El tono rastrero de The Economist radica en su intento de normalizar esta idea sin enfrentar las implicaciones éticas. Sugerir que la humanidad es un exceso que el planeta puede permitirse perder evoca ecos de movimientos eugenésicos del pasado, donde se justificaba la «limpieza» de poblaciones por razones económicas o ideológicas.
El artículo pasa por alto las consecuencias económicas y sociales de una población decreciente. Con el envejecimiento global, las economías enfrentan escasez de mano de obra, como lo demuestra el aumento del 20% en los flujos migratorios hacia Europa en 2024 para compensar esta brecha. Además, los sistemas de pensiones y salud colapsan bajo el peso de una población dependiente, un problema que países como Italia y Alemania ya enfrentan. En lugar de proponer soluciones constructivas —como incentivos familiares, políticas de conciliación laboral o apoyo a la natalidad—, The Economist opta por un discurso que suena a rendición ante el problema.
En Corea del Sur, donde la tasa de fertilidad cayó a un récord de 0.78 en 2022, los intentos de incentivar nacimientos han fracasado, mientras que medidas pasadas de control poblacional en otros países han generado más problemas que soluciones. El mensaje de The Economist ignora estas lecciones y, en cambio, abraza una narrativa que podría alentar políticas peligrosas, desde restricciones reproductivas hasta una aceptación pasiva de la extinción demográfica.

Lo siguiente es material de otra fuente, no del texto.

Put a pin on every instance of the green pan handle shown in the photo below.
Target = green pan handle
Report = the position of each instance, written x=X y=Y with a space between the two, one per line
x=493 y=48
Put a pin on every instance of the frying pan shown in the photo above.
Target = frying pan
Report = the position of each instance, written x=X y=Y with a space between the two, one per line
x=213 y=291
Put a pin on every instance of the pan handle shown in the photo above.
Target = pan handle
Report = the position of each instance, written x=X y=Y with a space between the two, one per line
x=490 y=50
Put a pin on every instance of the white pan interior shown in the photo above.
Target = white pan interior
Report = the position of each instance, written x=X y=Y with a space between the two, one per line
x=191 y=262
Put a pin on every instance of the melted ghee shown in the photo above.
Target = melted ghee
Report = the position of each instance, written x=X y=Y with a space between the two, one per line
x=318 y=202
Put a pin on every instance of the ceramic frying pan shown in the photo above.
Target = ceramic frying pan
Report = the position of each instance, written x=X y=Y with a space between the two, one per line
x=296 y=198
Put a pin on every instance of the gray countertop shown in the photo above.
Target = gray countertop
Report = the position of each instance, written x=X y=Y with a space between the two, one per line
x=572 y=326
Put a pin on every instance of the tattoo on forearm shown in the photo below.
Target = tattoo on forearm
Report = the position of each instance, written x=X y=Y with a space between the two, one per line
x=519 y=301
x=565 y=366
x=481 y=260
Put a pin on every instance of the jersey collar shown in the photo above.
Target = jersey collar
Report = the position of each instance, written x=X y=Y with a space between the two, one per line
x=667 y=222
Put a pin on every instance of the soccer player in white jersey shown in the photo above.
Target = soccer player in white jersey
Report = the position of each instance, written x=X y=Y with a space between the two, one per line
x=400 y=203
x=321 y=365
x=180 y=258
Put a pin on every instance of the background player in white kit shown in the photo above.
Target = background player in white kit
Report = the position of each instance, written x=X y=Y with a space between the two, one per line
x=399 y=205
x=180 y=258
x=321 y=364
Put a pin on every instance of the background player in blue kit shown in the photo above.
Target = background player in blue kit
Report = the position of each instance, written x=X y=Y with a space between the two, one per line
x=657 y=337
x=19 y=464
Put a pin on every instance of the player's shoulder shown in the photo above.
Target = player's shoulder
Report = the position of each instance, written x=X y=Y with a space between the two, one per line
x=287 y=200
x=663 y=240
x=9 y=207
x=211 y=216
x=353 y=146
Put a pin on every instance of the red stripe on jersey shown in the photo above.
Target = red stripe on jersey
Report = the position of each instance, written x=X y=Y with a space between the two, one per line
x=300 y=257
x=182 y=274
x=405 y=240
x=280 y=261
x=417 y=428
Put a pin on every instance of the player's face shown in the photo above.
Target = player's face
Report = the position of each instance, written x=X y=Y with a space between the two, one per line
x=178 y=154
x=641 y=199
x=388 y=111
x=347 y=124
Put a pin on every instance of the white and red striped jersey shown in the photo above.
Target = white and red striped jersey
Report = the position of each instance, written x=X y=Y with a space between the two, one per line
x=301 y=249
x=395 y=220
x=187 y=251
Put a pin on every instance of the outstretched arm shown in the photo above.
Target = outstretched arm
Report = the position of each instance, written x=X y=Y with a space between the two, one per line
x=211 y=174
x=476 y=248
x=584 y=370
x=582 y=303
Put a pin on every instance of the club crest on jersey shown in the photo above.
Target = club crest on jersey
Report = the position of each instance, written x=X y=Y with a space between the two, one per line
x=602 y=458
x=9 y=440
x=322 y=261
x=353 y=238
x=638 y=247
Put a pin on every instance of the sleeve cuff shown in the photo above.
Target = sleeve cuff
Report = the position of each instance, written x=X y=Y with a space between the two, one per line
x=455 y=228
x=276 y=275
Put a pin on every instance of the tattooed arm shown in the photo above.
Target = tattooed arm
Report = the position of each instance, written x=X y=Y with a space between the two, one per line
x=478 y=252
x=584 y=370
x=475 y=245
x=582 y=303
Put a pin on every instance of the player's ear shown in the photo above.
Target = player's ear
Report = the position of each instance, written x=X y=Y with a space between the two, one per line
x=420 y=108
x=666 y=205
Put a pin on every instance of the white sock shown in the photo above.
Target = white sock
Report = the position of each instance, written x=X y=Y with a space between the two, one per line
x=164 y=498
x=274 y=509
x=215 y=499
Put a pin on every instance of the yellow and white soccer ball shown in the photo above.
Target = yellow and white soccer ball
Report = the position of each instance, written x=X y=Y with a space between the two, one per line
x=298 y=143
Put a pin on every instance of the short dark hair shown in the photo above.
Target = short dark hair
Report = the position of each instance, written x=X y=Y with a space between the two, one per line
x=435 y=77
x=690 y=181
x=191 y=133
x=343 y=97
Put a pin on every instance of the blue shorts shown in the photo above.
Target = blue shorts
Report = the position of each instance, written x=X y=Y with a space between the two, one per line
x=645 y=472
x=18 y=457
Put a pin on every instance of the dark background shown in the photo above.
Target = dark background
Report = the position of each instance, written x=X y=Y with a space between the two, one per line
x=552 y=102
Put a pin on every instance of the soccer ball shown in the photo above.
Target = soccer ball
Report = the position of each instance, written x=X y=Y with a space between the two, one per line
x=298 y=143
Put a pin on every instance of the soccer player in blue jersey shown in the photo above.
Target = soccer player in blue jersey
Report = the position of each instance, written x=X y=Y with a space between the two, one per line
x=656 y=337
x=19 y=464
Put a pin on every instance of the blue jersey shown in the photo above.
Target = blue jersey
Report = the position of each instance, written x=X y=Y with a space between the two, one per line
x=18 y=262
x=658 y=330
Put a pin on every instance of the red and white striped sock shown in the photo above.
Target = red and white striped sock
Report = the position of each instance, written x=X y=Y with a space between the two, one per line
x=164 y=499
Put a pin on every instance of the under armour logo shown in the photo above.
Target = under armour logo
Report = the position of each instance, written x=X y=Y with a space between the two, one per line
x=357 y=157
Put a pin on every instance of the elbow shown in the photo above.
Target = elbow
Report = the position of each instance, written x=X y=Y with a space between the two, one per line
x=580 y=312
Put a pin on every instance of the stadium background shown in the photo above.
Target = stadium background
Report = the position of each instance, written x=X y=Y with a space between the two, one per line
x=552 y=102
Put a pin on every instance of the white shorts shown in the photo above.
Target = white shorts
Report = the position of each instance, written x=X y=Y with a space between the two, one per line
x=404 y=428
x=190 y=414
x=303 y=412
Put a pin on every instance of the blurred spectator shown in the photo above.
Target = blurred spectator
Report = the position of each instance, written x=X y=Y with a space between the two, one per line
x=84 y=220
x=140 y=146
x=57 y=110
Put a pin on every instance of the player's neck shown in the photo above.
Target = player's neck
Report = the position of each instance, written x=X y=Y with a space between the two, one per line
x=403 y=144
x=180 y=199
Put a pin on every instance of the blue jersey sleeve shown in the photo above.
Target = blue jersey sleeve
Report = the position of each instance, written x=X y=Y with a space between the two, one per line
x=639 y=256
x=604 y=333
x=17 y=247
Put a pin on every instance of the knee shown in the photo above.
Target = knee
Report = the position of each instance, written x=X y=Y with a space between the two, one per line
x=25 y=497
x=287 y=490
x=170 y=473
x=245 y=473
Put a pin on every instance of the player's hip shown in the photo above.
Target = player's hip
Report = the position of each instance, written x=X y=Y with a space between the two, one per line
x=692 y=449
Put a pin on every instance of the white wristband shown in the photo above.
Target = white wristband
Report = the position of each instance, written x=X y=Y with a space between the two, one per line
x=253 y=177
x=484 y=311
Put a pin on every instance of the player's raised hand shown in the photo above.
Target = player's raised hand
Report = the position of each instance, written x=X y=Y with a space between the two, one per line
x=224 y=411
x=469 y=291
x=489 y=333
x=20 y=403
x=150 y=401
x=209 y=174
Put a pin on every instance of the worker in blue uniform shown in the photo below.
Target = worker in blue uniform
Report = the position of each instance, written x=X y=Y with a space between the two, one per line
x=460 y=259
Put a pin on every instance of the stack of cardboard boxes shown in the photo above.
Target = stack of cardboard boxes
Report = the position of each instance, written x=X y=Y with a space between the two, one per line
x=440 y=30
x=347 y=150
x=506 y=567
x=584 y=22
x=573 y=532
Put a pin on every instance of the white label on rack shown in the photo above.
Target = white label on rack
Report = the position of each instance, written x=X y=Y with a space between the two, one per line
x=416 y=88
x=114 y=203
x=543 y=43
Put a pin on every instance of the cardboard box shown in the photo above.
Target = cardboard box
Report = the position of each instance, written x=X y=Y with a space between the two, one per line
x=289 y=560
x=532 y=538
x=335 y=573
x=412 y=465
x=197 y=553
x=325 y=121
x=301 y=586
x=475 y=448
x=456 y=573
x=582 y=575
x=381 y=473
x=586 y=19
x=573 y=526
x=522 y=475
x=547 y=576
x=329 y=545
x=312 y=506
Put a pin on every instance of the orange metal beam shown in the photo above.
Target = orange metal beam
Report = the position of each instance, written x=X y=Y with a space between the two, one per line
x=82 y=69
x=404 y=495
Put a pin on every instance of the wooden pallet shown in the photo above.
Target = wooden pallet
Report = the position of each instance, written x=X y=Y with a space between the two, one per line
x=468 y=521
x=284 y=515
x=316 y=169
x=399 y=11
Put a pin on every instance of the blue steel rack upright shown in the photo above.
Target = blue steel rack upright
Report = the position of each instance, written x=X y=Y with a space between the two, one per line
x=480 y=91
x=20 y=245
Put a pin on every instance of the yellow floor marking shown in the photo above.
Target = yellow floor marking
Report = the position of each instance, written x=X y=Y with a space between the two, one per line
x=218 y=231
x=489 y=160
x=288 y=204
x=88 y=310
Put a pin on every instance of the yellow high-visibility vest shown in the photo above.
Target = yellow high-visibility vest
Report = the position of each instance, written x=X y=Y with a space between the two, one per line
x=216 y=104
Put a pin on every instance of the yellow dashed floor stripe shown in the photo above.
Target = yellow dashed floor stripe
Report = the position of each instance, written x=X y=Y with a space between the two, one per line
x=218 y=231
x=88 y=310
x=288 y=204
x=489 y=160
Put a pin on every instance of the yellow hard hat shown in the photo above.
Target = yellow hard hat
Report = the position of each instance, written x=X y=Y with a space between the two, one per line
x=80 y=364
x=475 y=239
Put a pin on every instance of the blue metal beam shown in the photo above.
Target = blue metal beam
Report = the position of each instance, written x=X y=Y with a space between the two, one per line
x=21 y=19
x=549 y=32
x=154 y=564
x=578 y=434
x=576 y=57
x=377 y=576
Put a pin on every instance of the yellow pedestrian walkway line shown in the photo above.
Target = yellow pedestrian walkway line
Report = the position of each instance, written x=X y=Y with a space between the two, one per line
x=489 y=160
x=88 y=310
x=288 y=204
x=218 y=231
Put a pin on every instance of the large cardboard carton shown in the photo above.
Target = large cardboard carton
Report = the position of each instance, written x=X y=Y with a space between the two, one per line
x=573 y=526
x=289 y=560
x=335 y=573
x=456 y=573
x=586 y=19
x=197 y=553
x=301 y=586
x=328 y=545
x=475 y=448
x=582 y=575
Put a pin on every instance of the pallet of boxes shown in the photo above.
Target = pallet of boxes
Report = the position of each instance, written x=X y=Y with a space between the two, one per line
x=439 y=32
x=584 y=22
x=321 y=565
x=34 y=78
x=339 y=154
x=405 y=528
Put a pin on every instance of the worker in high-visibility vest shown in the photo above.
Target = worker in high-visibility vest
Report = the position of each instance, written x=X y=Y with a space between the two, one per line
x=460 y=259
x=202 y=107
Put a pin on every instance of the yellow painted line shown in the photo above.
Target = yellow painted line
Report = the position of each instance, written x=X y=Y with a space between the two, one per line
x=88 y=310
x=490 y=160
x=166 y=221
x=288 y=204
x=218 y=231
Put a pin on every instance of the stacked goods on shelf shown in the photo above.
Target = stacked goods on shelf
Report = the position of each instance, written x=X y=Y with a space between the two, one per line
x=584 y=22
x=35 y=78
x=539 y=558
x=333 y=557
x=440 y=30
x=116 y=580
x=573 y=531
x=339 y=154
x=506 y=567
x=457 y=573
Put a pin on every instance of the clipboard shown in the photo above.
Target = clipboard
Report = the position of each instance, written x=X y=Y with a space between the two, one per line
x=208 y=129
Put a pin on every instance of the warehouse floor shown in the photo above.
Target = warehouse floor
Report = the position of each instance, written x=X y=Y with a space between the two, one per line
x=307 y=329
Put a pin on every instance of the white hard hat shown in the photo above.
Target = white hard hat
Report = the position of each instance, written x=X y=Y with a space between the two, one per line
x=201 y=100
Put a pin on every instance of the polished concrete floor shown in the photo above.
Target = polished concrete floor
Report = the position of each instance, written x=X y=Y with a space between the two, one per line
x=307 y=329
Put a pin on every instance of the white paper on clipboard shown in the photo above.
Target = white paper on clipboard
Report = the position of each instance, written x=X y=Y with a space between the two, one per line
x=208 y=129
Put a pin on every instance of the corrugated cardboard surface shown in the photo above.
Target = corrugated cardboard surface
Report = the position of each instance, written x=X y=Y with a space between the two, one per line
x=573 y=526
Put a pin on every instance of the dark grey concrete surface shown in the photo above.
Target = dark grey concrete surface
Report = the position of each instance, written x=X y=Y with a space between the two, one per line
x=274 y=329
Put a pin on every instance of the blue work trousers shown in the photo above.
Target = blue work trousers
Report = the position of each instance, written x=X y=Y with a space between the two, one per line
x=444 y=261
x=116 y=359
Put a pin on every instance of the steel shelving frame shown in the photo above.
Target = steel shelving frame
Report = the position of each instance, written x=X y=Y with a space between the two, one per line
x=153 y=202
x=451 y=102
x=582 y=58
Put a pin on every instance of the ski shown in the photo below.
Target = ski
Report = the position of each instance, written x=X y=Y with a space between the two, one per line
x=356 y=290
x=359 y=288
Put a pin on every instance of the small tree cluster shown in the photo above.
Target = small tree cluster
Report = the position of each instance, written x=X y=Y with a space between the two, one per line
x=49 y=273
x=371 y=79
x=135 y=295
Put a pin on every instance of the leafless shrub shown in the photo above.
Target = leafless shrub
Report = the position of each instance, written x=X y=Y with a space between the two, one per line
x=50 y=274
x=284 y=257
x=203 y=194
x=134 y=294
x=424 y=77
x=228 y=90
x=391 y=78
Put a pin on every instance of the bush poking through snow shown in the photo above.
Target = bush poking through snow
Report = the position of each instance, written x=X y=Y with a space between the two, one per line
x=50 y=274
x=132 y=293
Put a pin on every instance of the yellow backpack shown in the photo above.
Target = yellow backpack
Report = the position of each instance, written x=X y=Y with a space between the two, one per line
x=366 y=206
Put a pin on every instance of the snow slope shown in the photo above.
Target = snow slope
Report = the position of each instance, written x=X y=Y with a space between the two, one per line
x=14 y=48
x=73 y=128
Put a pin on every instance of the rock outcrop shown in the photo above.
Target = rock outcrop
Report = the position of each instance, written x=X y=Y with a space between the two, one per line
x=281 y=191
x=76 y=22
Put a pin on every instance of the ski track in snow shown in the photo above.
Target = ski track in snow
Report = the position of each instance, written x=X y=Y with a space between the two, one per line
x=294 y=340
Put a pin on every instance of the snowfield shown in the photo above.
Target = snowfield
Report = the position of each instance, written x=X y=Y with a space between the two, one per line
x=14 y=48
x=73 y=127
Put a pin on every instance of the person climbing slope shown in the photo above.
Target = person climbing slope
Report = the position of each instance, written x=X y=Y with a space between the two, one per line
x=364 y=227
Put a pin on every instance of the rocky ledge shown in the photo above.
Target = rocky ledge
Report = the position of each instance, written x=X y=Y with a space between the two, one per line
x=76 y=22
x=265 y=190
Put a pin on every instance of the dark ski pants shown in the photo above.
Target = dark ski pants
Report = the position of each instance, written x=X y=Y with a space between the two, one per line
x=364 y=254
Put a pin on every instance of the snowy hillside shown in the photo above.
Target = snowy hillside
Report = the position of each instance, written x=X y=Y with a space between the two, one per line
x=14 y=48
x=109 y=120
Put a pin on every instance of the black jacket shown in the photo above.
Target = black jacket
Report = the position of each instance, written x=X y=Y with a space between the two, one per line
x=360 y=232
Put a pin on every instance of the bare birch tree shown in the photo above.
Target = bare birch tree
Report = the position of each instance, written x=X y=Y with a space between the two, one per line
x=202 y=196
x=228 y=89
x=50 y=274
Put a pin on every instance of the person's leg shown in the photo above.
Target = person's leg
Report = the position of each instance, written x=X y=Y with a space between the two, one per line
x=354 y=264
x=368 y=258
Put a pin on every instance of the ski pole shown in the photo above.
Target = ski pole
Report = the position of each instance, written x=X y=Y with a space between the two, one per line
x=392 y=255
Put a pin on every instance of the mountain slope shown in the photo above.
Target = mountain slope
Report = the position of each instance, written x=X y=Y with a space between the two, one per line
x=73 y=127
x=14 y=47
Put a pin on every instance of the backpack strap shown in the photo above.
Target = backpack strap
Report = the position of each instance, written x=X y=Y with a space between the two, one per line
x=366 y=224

Decir que «sobra gente» no es un análisis objetivo; es una provocación que degrada la dignidad humana. Reducir la vida a un cálculo de recursos disponibles es una afrenta a nuestra existencia colectiva. La humanidad ha superado crisis antes —la Revolución Industrial, las pandemias— gracias a la innovación y la resiliencia, no a la eliminación de sus miembros. Que una publicación tan influyente lo plantee con tanta desfachatez es un recordatorio de la necesidad de cuestionar narrativas que, bajo el disfraz de progreso, esconden intenciones cuestionables. Es hora de rechazar este discurso rastrero y exigir soluciones que valoren la vida, no que la desechen.